A 2ª Vara Cível da comarca de São Bento do Sul, que abrange também a cidade de Campo Alegre, condenou um médico e uma associação hospitalar ao pagamento de R$ 50 mil por danos morais, além de indenização por danos materiais relacionados a tratamento psicológico, após uma mulher perder a visão de um dos olhos depois de se submeter a uma cirurgia para correção respiratória e a um procedimento estético no nariz. Um segundo médico, responsável pela anestesia, foi absolvido por ausência de comprovação de culpa.

Segundo os autos, a mulher foi submetida, em 2017, a uma cirurgia de septoplastia, turbinectomia e rinoplastia estética. Após o procedimento, ela relatou perda total da visão do olho esquerdo ainda no período pós-operatório imediato. Conforme a ação, apesar das reclamações insistentes e dos pedidos por atendimento especializado, houve demora no encaminhamento a avaliação oftalmológica. Posteriormente, ela foi diagnosticada com oclusão da artéria central da retina, condição que resultou na perda irreversível da visão.

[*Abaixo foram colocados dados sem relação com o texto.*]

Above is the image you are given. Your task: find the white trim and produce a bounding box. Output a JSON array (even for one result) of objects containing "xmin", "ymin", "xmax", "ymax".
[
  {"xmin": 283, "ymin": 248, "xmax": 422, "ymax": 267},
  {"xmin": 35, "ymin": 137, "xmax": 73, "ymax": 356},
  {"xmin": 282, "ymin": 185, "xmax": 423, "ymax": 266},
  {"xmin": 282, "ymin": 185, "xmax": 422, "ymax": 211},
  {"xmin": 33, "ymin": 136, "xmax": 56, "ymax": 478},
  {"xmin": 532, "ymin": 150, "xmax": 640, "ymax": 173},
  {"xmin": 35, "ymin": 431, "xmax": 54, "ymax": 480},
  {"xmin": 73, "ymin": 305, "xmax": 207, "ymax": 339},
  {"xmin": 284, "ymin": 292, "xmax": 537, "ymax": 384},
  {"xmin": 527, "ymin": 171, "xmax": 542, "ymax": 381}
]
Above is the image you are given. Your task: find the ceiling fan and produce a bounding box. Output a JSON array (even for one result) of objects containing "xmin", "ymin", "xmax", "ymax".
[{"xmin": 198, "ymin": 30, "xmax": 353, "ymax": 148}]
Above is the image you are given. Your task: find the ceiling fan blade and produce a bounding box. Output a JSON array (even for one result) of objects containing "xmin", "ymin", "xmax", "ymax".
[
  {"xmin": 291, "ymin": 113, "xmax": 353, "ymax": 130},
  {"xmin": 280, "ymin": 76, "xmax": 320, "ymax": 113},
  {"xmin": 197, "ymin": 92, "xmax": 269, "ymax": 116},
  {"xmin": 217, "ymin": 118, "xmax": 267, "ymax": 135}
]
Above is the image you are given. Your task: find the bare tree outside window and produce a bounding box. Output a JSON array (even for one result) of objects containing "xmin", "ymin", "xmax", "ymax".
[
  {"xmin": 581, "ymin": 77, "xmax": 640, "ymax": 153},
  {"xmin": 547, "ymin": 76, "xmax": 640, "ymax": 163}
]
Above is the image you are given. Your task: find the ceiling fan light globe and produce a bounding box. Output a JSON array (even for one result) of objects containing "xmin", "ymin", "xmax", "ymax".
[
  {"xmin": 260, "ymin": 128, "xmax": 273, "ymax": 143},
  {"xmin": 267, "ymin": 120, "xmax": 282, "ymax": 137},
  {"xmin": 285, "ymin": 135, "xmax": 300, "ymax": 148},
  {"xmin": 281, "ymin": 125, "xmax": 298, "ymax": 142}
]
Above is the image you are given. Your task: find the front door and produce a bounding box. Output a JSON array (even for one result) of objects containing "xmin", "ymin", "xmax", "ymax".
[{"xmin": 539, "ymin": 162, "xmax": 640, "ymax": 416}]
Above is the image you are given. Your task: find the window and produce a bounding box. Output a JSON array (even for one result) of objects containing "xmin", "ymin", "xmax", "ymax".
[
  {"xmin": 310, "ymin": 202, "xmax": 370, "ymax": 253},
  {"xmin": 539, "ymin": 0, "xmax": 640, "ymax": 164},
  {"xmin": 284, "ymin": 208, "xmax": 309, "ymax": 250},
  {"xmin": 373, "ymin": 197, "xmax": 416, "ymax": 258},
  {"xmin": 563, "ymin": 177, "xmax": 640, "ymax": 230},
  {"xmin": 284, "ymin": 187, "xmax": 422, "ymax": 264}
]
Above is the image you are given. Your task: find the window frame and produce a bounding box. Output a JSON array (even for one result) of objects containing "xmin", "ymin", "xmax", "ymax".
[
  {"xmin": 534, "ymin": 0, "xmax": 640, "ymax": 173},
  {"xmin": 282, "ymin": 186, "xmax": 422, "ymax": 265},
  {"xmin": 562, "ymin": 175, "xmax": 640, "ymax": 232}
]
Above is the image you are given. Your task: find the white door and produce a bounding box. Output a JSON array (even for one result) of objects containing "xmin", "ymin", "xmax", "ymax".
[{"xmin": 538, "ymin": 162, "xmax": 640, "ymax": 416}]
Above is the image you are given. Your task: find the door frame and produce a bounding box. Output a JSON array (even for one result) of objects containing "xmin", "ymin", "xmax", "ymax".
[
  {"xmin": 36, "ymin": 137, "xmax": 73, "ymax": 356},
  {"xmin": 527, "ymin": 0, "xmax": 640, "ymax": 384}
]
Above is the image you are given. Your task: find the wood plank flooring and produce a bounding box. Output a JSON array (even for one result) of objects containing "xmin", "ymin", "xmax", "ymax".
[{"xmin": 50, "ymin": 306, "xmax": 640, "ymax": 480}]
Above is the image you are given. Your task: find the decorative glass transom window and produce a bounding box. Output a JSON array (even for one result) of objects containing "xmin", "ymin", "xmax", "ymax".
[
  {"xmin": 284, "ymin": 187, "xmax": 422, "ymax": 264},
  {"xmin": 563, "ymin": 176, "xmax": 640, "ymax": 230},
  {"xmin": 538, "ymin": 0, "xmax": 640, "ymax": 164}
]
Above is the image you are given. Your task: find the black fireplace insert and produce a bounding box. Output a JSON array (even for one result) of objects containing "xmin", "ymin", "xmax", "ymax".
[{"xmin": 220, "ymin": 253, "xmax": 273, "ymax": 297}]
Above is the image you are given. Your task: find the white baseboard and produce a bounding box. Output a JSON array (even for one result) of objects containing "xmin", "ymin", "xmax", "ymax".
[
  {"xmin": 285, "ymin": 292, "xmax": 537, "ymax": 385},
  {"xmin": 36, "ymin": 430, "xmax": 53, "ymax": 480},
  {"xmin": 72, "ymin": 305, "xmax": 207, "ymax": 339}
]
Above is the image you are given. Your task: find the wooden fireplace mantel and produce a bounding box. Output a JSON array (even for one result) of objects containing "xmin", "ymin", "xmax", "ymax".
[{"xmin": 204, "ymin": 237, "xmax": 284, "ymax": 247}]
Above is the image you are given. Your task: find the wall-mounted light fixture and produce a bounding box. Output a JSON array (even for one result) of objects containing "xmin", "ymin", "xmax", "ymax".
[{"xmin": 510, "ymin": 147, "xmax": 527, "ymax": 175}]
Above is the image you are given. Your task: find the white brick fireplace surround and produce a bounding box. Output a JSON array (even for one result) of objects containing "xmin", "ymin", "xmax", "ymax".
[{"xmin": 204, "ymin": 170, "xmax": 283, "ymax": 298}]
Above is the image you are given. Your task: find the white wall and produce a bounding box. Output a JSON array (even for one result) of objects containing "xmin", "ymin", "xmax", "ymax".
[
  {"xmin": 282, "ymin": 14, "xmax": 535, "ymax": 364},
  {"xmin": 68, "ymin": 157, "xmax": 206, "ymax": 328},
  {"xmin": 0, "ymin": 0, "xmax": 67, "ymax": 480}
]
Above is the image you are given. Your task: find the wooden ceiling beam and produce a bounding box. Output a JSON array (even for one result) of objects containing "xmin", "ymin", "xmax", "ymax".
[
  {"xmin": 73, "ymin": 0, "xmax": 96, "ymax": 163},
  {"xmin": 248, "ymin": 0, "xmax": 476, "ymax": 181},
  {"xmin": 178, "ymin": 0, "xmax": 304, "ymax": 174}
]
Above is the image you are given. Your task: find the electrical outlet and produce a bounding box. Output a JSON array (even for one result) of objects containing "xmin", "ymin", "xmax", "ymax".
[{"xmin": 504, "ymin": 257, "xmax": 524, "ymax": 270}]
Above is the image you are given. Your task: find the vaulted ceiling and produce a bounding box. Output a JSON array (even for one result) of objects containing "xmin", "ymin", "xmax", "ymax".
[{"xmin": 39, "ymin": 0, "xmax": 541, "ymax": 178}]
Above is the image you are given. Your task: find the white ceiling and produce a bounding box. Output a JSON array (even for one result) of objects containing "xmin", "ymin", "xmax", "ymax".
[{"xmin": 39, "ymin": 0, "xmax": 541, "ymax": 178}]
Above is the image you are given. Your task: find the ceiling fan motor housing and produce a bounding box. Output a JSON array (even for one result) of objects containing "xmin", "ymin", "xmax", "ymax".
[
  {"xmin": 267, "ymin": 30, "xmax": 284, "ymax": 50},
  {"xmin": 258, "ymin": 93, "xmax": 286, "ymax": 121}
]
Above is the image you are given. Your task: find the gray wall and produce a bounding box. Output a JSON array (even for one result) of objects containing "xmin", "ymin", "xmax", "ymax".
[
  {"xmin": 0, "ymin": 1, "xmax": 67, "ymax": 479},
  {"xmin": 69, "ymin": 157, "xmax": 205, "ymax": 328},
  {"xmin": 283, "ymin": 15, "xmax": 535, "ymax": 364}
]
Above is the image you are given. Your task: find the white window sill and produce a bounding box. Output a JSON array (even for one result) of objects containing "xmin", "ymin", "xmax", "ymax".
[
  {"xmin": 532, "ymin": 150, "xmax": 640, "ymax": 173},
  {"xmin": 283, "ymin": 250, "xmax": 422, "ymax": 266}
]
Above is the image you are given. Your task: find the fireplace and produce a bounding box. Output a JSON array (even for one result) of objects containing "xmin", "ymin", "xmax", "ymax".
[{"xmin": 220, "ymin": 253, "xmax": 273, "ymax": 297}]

Na defesa, a associação hospitalar sustentou que o médico responsável atuava de forma autônoma e alegou inexistência de responsabilidade civil e de nexo causal entre a cirurgia e as sequelas apresentadas. O médico anestesista afirmou que não havia relação entre o procedimento anestésico e a perda de visão. Já o médico-cirurgião argumentou que realizou o procedimento de maneira adequada e que o caso se tratava de uma complicação rara e imprevisível, sem ocorrência de negligência, imprudência ou imperícia.

Na sentença, o magistrado destacou que a perícia médica concluiu não haver imperícia técnica na realização da cirurgia, mas reconheceu falha no dever de informação sobre os riscos do procedimento e negligência no atendimento pós-operatório imediato. “Perda súbita da visão é, incontestavelmente, uma situação de urgência médica”, registrou. O magistrado observou ainda que a paciente relatou perda da visão logo após a cirurgia e não recebeu atendimento médico imediato, apesar da gravidade do quadro.

Ao final, condenou solidariamente o médico-cirurgião e a associação hospitalar ao pagamento de indenização por danos morais no valor de R$ 50 mil, além do ressarcimento das despesas comprovadas com tratamento psicológico. O pedido de indenização por dano estético e de pensionamento vitalício foi negado. O médico anestesista foi absolvido.